The performance data of a Sophos Firewall is important for sizing but is often misinterpreted. The highest firewall throughput in the datasheet is not automatically the performance that a site achieves with IPS, Web Protection, TLS Inspection, VPN, NAT, Reporting, and many concurrent users.

When selecting a model, you should not just look at a single Gbit/s figure. What matters is which protection functions are active, what traffic flows through the firewall, and what reserves the environment needs in everyday use. The Sophos Firewall Sizing Guide explains model selection; this article explains how to interpret the underlying performance metrics.

Sophos Firewall XGS Series table with performance data
Performance data are comparative values under defined test conditions, not a guarantee for every real environment.

Quick Rule for Sizing

In practice, the pure firewall throughput is usually not the best starting point.

  • Only routing and simple firewall rules: Consider firewall throughput and IMIX.
  • Normal corporate network with IPS and Application Control: Give more weight to NGFW or Threat Protection values.
  • Many HTTPS connections with decryption: Plan for TLS Inspection performance and CPU reserve.
  • Many VPN connections: Consider IPsec or Remote Access requirements separately.
  • Virtual firewall: Take hypervisor, CPU, RAM, storage, and virtual network cards as seriously as the Sophos license.

If it is unclear whether hardware or a virtual appliance is better suited, Sophos Firewall - Hardware or Virtual Appliance? can help as a decision aid.

Why Datasheet Values Are Not Enough

Performance values are determined under defined laboratory conditions. This is sensible because it makes models comparable. However, a productive environment behaves differently:

  • Packet sizes are mixed.
  • Users generate parallel sessions.
  • Security profiles inspect traffic at different depths.
  • HTTPS traffic requires significantly more resources with TLS Inspection.
  • VPN, SD-WAN, NAT, logging, and reporting run in parallel.
  • WLAN, switches, clients, servers, and providers influence perceived performance.

A datasheet value is therefore a comparative value, not a promise for every single flow.
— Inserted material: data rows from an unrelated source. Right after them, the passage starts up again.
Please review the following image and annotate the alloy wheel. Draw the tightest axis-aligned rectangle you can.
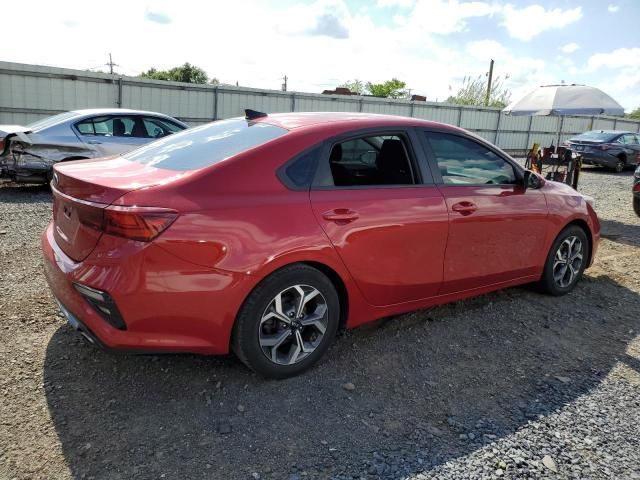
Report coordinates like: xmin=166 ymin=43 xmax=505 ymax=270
xmin=553 ymin=236 xmax=583 ymax=288
xmin=258 ymin=285 xmax=329 ymax=365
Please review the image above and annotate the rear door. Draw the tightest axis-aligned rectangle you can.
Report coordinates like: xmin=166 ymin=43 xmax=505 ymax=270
xmin=310 ymin=130 xmax=448 ymax=306
xmin=422 ymin=131 xmax=549 ymax=294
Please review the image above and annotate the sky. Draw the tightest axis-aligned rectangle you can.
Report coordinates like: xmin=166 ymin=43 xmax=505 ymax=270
xmin=5 ymin=0 xmax=640 ymax=111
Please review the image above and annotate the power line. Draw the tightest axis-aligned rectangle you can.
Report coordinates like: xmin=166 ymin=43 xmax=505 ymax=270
xmin=105 ymin=53 xmax=120 ymax=75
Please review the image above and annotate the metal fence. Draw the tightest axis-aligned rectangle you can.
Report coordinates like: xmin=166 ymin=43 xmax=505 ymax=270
xmin=0 ymin=62 xmax=640 ymax=151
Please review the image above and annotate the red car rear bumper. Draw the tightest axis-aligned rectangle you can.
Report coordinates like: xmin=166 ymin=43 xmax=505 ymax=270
xmin=41 ymin=224 xmax=256 ymax=354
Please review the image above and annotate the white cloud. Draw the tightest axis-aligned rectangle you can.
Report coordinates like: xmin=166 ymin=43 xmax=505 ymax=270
xmin=2 ymin=0 xmax=640 ymax=107
xmin=587 ymin=48 xmax=640 ymax=70
xmin=400 ymin=0 xmax=500 ymax=35
xmin=376 ymin=0 xmax=415 ymax=8
xmin=560 ymin=42 xmax=580 ymax=53
xmin=502 ymin=4 xmax=582 ymax=41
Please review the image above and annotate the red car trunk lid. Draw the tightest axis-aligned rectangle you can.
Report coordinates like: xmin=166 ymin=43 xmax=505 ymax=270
xmin=52 ymin=157 xmax=186 ymax=262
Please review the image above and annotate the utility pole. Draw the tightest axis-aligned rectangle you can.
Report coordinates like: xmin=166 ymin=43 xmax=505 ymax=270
xmin=105 ymin=53 xmax=120 ymax=75
xmin=484 ymin=59 xmax=493 ymax=107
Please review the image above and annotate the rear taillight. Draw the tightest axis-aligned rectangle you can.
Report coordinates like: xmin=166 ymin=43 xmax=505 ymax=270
xmin=102 ymin=206 xmax=178 ymax=242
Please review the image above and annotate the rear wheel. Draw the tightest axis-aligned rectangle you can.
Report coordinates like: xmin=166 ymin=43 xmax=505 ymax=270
xmin=540 ymin=225 xmax=589 ymax=296
xmin=232 ymin=265 xmax=340 ymax=378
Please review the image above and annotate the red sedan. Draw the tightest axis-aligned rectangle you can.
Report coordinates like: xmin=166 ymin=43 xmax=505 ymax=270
xmin=42 ymin=111 xmax=600 ymax=378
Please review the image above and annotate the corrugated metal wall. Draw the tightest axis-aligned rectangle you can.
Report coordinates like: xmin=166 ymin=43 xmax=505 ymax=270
xmin=0 ymin=62 xmax=640 ymax=150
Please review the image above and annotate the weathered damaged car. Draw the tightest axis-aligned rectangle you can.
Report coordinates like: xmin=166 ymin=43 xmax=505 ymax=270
xmin=0 ymin=108 xmax=188 ymax=183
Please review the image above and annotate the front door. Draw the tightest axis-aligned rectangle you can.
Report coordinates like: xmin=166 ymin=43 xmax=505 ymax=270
xmin=311 ymin=132 xmax=448 ymax=306
xmin=424 ymin=132 xmax=549 ymax=294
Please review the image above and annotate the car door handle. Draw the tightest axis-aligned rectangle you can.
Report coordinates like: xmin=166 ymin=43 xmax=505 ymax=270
xmin=451 ymin=202 xmax=478 ymax=215
xmin=322 ymin=208 xmax=359 ymax=225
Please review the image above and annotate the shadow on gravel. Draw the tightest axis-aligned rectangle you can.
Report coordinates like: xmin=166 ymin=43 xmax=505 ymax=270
xmin=600 ymin=219 xmax=640 ymax=246
xmin=0 ymin=182 xmax=51 ymax=203
xmin=44 ymin=276 xmax=640 ymax=479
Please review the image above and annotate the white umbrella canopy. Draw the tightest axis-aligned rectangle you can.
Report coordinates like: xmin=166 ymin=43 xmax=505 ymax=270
xmin=502 ymin=85 xmax=624 ymax=116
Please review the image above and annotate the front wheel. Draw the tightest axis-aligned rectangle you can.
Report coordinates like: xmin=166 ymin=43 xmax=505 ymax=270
xmin=232 ymin=265 xmax=340 ymax=378
xmin=540 ymin=225 xmax=589 ymax=296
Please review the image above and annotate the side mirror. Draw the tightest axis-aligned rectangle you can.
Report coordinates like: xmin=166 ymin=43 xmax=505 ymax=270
xmin=522 ymin=170 xmax=542 ymax=190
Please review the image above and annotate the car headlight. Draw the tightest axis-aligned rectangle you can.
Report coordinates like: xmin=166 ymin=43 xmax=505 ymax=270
xmin=581 ymin=193 xmax=596 ymax=210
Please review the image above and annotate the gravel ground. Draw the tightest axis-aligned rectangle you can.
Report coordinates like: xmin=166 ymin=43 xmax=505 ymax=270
xmin=0 ymin=166 xmax=640 ymax=480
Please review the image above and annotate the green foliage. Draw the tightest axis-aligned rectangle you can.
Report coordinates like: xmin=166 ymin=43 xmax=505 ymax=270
xmin=625 ymin=107 xmax=640 ymax=120
xmin=338 ymin=78 xmax=366 ymax=95
xmin=367 ymin=78 xmax=407 ymax=98
xmin=139 ymin=62 xmax=209 ymax=83
xmin=447 ymin=75 xmax=511 ymax=108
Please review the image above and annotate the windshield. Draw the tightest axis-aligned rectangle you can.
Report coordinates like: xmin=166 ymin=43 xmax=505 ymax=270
xmin=571 ymin=131 xmax=618 ymax=142
xmin=123 ymin=118 xmax=287 ymax=170
xmin=27 ymin=112 xmax=79 ymax=132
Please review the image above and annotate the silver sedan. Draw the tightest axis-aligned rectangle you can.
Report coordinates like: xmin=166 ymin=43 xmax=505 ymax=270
xmin=0 ymin=108 xmax=188 ymax=183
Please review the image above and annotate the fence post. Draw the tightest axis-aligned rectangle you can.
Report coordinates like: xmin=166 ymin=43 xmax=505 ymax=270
xmin=213 ymin=86 xmax=218 ymax=122
xmin=118 ymin=77 xmax=122 ymax=108
xmin=524 ymin=115 xmax=533 ymax=150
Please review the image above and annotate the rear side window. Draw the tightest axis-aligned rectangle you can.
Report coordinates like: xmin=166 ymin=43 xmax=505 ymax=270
xmin=123 ymin=118 xmax=287 ymax=170
xmin=329 ymin=135 xmax=415 ymax=187
xmin=278 ymin=146 xmax=322 ymax=190
xmin=427 ymin=132 xmax=516 ymax=185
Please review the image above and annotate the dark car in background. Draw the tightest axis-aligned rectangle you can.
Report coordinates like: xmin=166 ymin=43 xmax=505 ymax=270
xmin=0 ymin=108 xmax=189 ymax=183
xmin=568 ymin=130 xmax=640 ymax=172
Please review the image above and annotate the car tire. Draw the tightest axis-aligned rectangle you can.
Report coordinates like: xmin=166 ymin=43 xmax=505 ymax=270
xmin=232 ymin=264 xmax=340 ymax=379
xmin=540 ymin=225 xmax=589 ymax=296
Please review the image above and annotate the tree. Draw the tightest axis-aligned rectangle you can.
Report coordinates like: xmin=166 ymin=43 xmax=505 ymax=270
xmin=625 ymin=107 xmax=640 ymax=120
xmin=338 ymin=78 xmax=366 ymax=95
xmin=367 ymin=78 xmax=407 ymax=98
xmin=447 ymin=75 xmax=511 ymax=108
xmin=139 ymin=62 xmax=209 ymax=83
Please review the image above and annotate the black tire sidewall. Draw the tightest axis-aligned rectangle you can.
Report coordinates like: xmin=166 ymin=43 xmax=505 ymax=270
xmin=540 ymin=225 xmax=590 ymax=296
xmin=232 ymin=264 xmax=340 ymax=379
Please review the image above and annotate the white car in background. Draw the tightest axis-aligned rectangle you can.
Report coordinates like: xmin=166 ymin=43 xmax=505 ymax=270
xmin=0 ymin=108 xmax=189 ymax=183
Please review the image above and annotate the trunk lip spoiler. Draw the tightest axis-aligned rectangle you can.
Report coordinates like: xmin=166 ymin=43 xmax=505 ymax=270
xmin=50 ymin=182 xmax=110 ymax=207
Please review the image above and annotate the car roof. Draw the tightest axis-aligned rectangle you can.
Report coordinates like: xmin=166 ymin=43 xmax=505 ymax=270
xmin=255 ymin=112 xmax=464 ymax=132
xmin=580 ymin=130 xmax=636 ymax=135
xmin=71 ymin=108 xmax=178 ymax=118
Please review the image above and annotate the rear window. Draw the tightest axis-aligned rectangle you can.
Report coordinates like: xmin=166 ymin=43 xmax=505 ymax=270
xmin=123 ymin=118 xmax=287 ymax=170
xmin=571 ymin=131 xmax=618 ymax=142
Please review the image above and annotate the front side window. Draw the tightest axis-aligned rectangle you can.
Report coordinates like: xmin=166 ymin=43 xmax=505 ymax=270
xmin=76 ymin=117 xmax=142 ymax=137
xmin=123 ymin=118 xmax=288 ymax=171
xmin=426 ymin=132 xmax=516 ymax=185
xmin=143 ymin=117 xmax=184 ymax=138
xmin=329 ymin=135 xmax=416 ymax=187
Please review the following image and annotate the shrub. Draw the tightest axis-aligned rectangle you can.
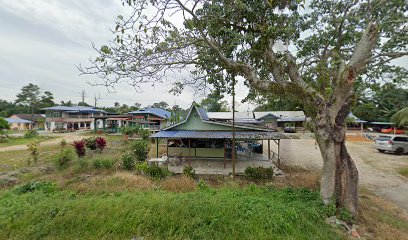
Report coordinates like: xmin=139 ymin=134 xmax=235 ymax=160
xmin=139 ymin=129 xmax=150 ymax=140
xmin=60 ymin=138 xmax=67 ymax=148
xmin=120 ymin=126 xmax=140 ymax=136
xmin=121 ymin=153 xmax=135 ymax=170
xmin=54 ymin=148 xmax=75 ymax=169
xmin=83 ymin=137 xmax=96 ymax=150
xmin=72 ymin=140 xmax=86 ymax=158
xmin=197 ymin=179 xmax=209 ymax=190
xmin=27 ymin=139 xmax=40 ymax=165
xmin=24 ymin=129 xmax=39 ymax=138
xmin=92 ymin=158 xmax=115 ymax=169
xmin=131 ymin=140 xmax=149 ymax=162
xmin=245 ymin=166 xmax=273 ymax=180
xmin=95 ymin=137 xmax=106 ymax=152
xmin=14 ymin=182 xmax=55 ymax=194
xmin=145 ymin=165 xmax=169 ymax=180
xmin=183 ymin=166 xmax=195 ymax=178
xmin=0 ymin=137 xmax=10 ymax=143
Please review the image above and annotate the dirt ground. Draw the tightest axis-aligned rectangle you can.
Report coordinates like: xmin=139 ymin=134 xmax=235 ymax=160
xmin=280 ymin=136 xmax=408 ymax=211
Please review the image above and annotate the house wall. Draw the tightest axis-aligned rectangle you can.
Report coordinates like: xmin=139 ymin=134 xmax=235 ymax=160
xmin=10 ymin=123 xmax=30 ymax=131
xmin=168 ymin=147 xmax=224 ymax=158
xmin=173 ymin=111 xmax=237 ymax=131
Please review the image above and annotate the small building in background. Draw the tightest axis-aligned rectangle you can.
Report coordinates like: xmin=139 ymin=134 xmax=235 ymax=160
xmin=41 ymin=106 xmax=107 ymax=131
xmin=128 ymin=108 xmax=171 ymax=132
xmin=207 ymin=111 xmax=306 ymax=129
xmin=6 ymin=113 xmax=45 ymax=131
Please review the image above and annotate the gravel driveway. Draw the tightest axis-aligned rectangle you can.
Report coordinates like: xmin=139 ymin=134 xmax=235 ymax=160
xmin=280 ymin=137 xmax=408 ymax=211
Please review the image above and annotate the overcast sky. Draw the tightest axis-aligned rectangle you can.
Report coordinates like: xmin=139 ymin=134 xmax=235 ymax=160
xmin=0 ymin=0 xmax=253 ymax=111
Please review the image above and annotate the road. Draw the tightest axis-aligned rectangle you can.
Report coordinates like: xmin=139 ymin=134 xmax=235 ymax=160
xmin=280 ymin=135 xmax=408 ymax=211
xmin=0 ymin=132 xmax=84 ymax=152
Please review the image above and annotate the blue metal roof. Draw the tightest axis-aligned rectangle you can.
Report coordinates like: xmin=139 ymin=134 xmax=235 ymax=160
xmin=197 ymin=107 xmax=209 ymax=121
xmin=128 ymin=108 xmax=171 ymax=119
xmin=41 ymin=106 xmax=106 ymax=113
xmin=151 ymin=130 xmax=289 ymax=139
xmin=5 ymin=118 xmax=31 ymax=124
xmin=370 ymin=122 xmax=395 ymax=125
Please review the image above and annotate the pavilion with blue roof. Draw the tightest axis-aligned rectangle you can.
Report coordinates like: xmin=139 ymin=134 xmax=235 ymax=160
xmin=151 ymin=103 xmax=288 ymax=170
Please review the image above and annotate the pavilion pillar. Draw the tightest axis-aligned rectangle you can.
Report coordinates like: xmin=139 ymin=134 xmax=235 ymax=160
xmin=278 ymin=139 xmax=280 ymax=168
xmin=156 ymin=138 xmax=159 ymax=158
xmin=166 ymin=138 xmax=170 ymax=159
xmin=224 ymin=139 xmax=227 ymax=169
xmin=188 ymin=138 xmax=191 ymax=167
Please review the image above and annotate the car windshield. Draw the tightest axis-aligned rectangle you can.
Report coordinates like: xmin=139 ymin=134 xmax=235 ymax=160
xmin=377 ymin=136 xmax=391 ymax=141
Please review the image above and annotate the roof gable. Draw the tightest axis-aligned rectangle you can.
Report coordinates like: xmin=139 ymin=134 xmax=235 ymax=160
xmin=163 ymin=102 xmax=271 ymax=131
xmin=10 ymin=113 xmax=45 ymax=121
xmin=128 ymin=107 xmax=171 ymax=119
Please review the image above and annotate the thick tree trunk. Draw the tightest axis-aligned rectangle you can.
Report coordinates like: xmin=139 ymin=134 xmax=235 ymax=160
xmin=315 ymin=107 xmax=358 ymax=217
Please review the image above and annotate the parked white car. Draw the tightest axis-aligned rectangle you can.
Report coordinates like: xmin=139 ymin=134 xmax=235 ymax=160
xmin=375 ymin=135 xmax=408 ymax=155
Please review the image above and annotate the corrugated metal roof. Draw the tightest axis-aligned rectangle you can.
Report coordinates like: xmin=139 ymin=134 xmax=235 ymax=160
xmin=370 ymin=122 xmax=395 ymax=125
xmin=41 ymin=106 xmax=106 ymax=113
xmin=128 ymin=108 xmax=171 ymax=119
xmin=196 ymin=107 xmax=209 ymax=121
xmin=254 ymin=111 xmax=306 ymax=121
xmin=347 ymin=112 xmax=367 ymax=123
xmin=151 ymin=130 xmax=289 ymax=139
xmin=5 ymin=118 xmax=31 ymax=124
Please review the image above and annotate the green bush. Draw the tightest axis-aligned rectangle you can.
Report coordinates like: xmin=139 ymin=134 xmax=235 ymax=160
xmin=121 ymin=153 xmax=135 ymax=170
xmin=131 ymin=140 xmax=149 ymax=162
xmin=54 ymin=148 xmax=75 ymax=169
xmin=183 ymin=166 xmax=195 ymax=178
xmin=13 ymin=182 xmax=56 ymax=194
xmin=84 ymin=137 xmax=97 ymax=150
xmin=0 ymin=137 xmax=10 ymax=143
xmin=145 ymin=165 xmax=169 ymax=180
xmin=92 ymin=158 xmax=115 ymax=169
xmin=139 ymin=129 xmax=150 ymax=140
xmin=120 ymin=126 xmax=140 ymax=136
xmin=136 ymin=162 xmax=149 ymax=174
xmin=245 ymin=166 xmax=273 ymax=180
xmin=24 ymin=129 xmax=39 ymax=138
xmin=27 ymin=139 xmax=40 ymax=165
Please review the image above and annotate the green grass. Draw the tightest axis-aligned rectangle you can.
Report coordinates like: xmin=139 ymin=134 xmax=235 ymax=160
xmin=0 ymin=185 xmax=341 ymax=239
xmin=0 ymin=144 xmax=60 ymax=172
xmin=398 ymin=167 xmax=408 ymax=177
xmin=0 ymin=136 xmax=55 ymax=147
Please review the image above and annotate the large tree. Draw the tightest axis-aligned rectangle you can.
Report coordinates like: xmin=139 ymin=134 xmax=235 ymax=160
xmin=79 ymin=0 xmax=408 ymax=215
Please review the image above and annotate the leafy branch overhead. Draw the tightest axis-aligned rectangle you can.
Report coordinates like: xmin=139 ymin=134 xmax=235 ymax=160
xmin=80 ymin=0 xmax=408 ymax=110
xmin=79 ymin=0 xmax=408 ymax=216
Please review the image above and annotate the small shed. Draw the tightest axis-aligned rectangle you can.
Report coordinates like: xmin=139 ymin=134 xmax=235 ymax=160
xmin=151 ymin=103 xmax=288 ymax=168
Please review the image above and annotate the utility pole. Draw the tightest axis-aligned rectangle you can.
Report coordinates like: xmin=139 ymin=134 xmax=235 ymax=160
xmin=94 ymin=93 xmax=101 ymax=107
xmin=231 ymin=74 xmax=236 ymax=179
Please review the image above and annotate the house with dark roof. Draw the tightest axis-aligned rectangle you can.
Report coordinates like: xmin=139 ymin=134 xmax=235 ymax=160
xmin=6 ymin=114 xmax=45 ymax=131
xmin=41 ymin=106 xmax=107 ymax=131
xmin=151 ymin=103 xmax=287 ymax=172
xmin=128 ymin=107 xmax=171 ymax=132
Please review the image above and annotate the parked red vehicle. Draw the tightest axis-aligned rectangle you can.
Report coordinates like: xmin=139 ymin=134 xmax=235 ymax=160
xmin=381 ymin=128 xmax=405 ymax=134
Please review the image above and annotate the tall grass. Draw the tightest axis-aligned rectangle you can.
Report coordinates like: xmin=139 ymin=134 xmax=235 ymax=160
xmin=0 ymin=186 xmax=340 ymax=239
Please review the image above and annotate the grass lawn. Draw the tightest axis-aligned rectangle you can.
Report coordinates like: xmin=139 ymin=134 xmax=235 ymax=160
xmin=398 ymin=167 xmax=408 ymax=177
xmin=0 ymin=136 xmax=408 ymax=240
xmin=0 ymin=185 xmax=341 ymax=239
xmin=0 ymin=136 xmax=56 ymax=147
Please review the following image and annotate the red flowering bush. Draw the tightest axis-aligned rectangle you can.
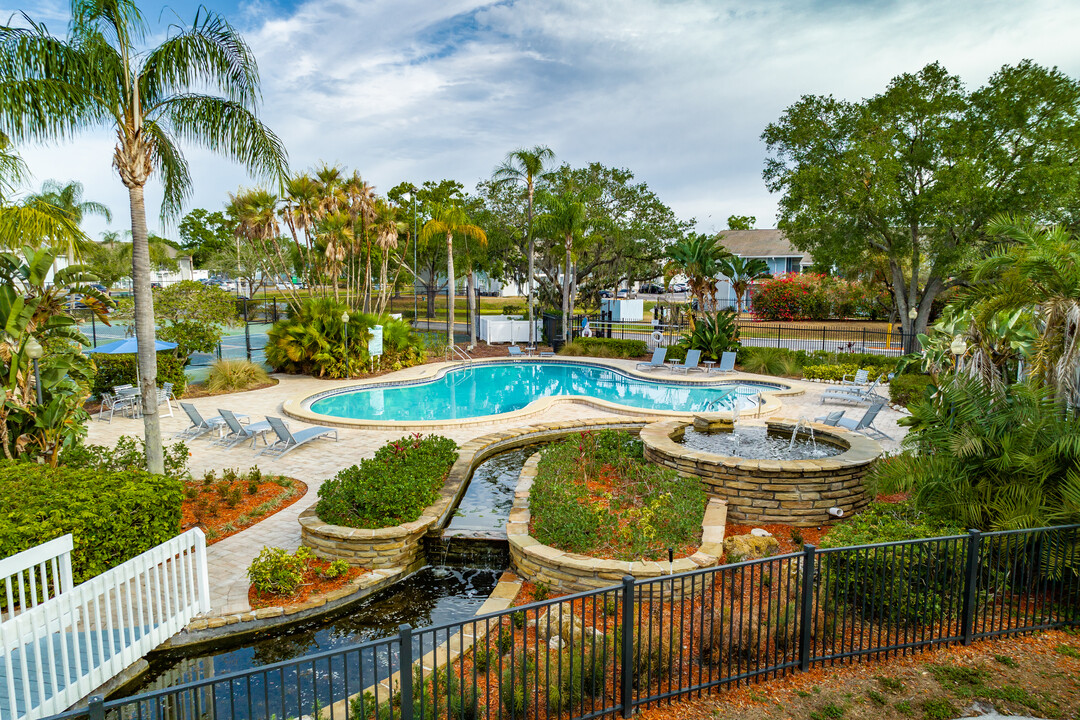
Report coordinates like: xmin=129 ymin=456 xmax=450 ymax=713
xmin=751 ymin=273 xmax=889 ymax=321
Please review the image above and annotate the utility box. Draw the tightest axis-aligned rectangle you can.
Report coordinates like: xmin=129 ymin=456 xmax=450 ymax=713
xmin=600 ymin=298 xmax=645 ymax=323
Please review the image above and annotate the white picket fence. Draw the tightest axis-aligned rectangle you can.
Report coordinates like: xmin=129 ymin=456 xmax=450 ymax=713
xmin=0 ymin=528 xmax=210 ymax=720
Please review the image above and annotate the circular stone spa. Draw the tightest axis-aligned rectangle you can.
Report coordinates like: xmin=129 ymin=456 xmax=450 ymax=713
xmin=640 ymin=415 xmax=881 ymax=527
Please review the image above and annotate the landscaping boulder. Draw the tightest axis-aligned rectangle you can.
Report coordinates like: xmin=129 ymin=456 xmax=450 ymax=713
xmin=724 ymin=535 xmax=780 ymax=562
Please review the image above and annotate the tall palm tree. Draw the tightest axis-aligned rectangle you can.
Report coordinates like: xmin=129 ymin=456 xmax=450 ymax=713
xmin=492 ymin=145 xmax=555 ymax=345
xmin=420 ymin=203 xmax=487 ymax=345
xmin=537 ymin=190 xmax=588 ymax=342
xmin=0 ymin=0 xmax=286 ymax=473
xmin=719 ymin=255 xmax=772 ymax=316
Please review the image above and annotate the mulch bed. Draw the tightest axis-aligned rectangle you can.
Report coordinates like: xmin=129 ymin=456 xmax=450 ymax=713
xmin=247 ymin=558 xmax=367 ymax=610
xmin=180 ymin=477 xmax=308 ymax=545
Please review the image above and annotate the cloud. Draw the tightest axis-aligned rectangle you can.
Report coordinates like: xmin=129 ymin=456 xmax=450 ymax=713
xmin=6 ymin=0 xmax=1080 ymax=241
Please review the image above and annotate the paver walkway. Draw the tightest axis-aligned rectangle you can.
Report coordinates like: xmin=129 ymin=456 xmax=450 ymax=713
xmin=87 ymin=361 xmax=904 ymax=615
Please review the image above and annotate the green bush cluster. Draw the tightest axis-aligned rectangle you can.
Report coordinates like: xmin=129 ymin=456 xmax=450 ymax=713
xmin=60 ymin=435 xmax=191 ymax=479
xmin=529 ymin=431 xmax=706 ymax=560
xmin=0 ymin=461 xmax=184 ymax=583
xmin=315 ymin=434 xmax=458 ymax=528
xmin=558 ymin=338 xmax=649 ymax=357
xmin=820 ymin=502 xmax=966 ymax=627
xmin=91 ymin=353 xmax=188 ymax=397
xmin=889 ymin=375 xmax=933 ymax=407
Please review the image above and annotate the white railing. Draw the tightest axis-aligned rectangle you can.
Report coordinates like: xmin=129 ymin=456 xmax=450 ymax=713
xmin=0 ymin=528 xmax=210 ymax=720
xmin=0 ymin=534 xmax=73 ymax=622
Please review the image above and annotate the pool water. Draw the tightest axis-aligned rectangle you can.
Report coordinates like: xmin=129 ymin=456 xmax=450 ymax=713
xmin=310 ymin=362 xmax=779 ymax=422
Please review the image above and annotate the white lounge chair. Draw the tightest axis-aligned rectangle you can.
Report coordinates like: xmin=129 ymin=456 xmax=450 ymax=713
xmin=255 ymin=417 xmax=338 ymax=460
xmin=214 ymin=408 xmax=270 ymax=448
xmin=716 ymin=351 xmax=737 ymax=372
xmin=672 ymin=350 xmax=705 ymax=375
xmin=635 ymin=348 xmax=667 ymax=370
xmin=173 ymin=403 xmax=247 ymax=440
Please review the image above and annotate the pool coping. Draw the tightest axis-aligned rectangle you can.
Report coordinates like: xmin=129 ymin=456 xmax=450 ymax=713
xmin=282 ymin=355 xmax=805 ymax=431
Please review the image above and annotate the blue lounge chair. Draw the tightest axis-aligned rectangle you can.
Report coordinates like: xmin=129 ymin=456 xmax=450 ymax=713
xmin=672 ymin=350 xmax=705 ymax=375
xmin=716 ymin=352 xmax=735 ymax=372
xmin=215 ymin=408 xmax=270 ymax=448
xmin=635 ymin=348 xmax=667 ymax=370
xmin=255 ymin=417 xmax=338 ymax=460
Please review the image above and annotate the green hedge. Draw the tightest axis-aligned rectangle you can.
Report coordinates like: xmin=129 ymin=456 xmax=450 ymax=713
xmin=889 ymin=375 xmax=933 ymax=407
xmin=559 ymin=338 xmax=649 ymax=357
xmin=315 ymin=435 xmax=458 ymax=528
xmin=91 ymin=353 xmax=188 ymax=397
xmin=819 ymin=502 xmax=964 ymax=626
xmin=0 ymin=461 xmax=184 ymax=583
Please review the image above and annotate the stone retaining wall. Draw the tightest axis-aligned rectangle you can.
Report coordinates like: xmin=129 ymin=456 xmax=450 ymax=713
xmin=640 ymin=419 xmax=881 ymax=527
xmin=299 ymin=417 xmax=654 ymax=569
xmin=507 ymin=456 xmax=727 ymax=599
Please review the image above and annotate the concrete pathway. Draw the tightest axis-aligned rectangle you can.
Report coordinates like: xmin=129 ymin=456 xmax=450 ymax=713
xmin=87 ymin=361 xmax=904 ymax=615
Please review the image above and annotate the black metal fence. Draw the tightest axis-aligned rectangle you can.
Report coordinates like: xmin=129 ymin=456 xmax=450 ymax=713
xmin=57 ymin=526 xmax=1080 ymax=720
For solid sizing, you should plan with reserves and not consider the later operational functions only after purchase.

The Most Important Metrics

MetricWhat it is useful forTypical Misinterpretation
Firewall ThroughputComparison for simple Layer-3/Layer-4 trafficOften read as real internet throughput with all security functions
Firewall IMIXMore realistic mix of different packet sizesIgnored, although real networks rarely have only large packets
IPS ThroughputTraffic with Intrusion PreventionUnderestimated when IPS is later active for many rules
NGFW ThroughputFirewall with additional next-generation functions like IPS and Application ControlConfused with pure firewall throughput
Threat ProtectionStronger approximation for activated protection functionsUnderstood as a fixed minimum value instead of a comparative metric
TLS InspectionHTTPS decryption and inspectionForgotten in sizing, although it can be very resource-intensive
IPsec VPNSite networking and encrypted tunnelsPlanned only based on the internet connection, without considering the counterpart, packet sizes, and CPU
Sessions and Connections per secondMany users, web traffic, server publishing, short connectionsRarely checked, but can be relevant with many clients or published services

Firewall Throughput and IMIX

Pure firewall throughput describes a comparatively simple processing of traffic. This value is useful when a firewall mainly routes, performs NAT, and processes classic firewall rules.

IMIX is closer to real network load because different packet sizes are mixed. This is important because small packets load a firewall differently than large downloads. In corporate networks, there is rarely just one clean large data stream. Web accesses, DNS, VoIP, cloud applications, updates, and file transfers create different patterns.

For sites with normal user traffic, IMIX is often more meaningful than the most attractive maximum value.

IPS, NGFW, and Threat Protection

Once IPS, Application Control, Web Protection, or malware scanning are active, the firewall has to do more than just forward packets. The firewall must classify traffic, recognize patterns, apply rules, and inspect content depending on the policy.

The terms are often mixed:

  • IPS evaluates traffic based on signatures and rules for known attack patterns.
  • NGFW describes firewall performance with additional functions like IPS and Application Control.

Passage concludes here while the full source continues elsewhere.